If President Obama did nothing else in his fine inaugural address on Monday, he started a national discussion in which the word "liberal" could be used freely.

The fact that the president accomplished that without ever using the word himself is a minor point. Pundits and politicians have been throwing around the "L" word in the last 48 hours since the inauguration, and many have done so without using it as an insult.

It is being said that Obama has proposed what amounts to an ambitious liberal agenda, and that his speech was a bold defense of a liberal view of society.

I will go with that flow. I have been arguing for years that liberals should stop running away from the word. What happens is that we allow conservatives to define liberal as something akin to "terrorist" or "ax murderer" or "Lance Armstrong," then we allow them to call us that, and then we dissemble.

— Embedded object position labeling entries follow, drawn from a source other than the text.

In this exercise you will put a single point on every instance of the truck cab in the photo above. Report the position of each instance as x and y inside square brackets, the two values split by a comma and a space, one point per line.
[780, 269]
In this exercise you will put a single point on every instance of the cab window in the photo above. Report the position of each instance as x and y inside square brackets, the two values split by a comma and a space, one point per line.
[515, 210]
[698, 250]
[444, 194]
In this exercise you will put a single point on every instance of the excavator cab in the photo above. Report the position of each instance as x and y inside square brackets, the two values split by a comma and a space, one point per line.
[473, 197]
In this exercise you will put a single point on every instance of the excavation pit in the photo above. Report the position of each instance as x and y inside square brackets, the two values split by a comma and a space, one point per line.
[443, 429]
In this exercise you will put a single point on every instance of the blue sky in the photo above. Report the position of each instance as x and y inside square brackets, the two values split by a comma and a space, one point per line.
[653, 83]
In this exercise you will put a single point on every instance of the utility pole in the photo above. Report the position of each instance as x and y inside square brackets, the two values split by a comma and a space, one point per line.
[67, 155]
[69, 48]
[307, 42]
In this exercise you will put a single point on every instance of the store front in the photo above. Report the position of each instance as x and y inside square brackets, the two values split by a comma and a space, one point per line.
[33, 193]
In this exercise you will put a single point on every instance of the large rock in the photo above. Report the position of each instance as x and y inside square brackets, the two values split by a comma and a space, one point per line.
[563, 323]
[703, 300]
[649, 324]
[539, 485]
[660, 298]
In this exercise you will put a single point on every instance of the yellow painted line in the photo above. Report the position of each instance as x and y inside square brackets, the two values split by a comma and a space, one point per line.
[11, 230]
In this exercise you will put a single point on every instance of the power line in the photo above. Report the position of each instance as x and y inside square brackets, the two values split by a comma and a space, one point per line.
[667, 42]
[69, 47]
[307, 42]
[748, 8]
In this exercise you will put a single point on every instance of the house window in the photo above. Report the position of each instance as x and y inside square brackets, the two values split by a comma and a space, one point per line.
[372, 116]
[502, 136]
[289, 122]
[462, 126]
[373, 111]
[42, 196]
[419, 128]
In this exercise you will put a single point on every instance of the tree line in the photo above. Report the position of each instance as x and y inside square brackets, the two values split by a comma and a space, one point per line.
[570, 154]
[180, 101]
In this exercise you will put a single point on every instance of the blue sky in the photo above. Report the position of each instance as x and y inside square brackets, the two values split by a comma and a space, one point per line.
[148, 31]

We're not "liberal," but "progressive," or we "don't believe in labels."

Monday's speech may end up being most significant -- beyond the fact that it was a hell of a good speech -- because the freely and fairly and convincingly reelected President of the United States said the word "gay" out loud, he mentioned "Stonewall," and he shot back forcefully at the Romney/Ryan view of the world where those who get a helping hand from the rest of us are called "takers."

So, in broad themes, the president's speech was very liberal. It was about inclusion and tolerance and a spirit of community.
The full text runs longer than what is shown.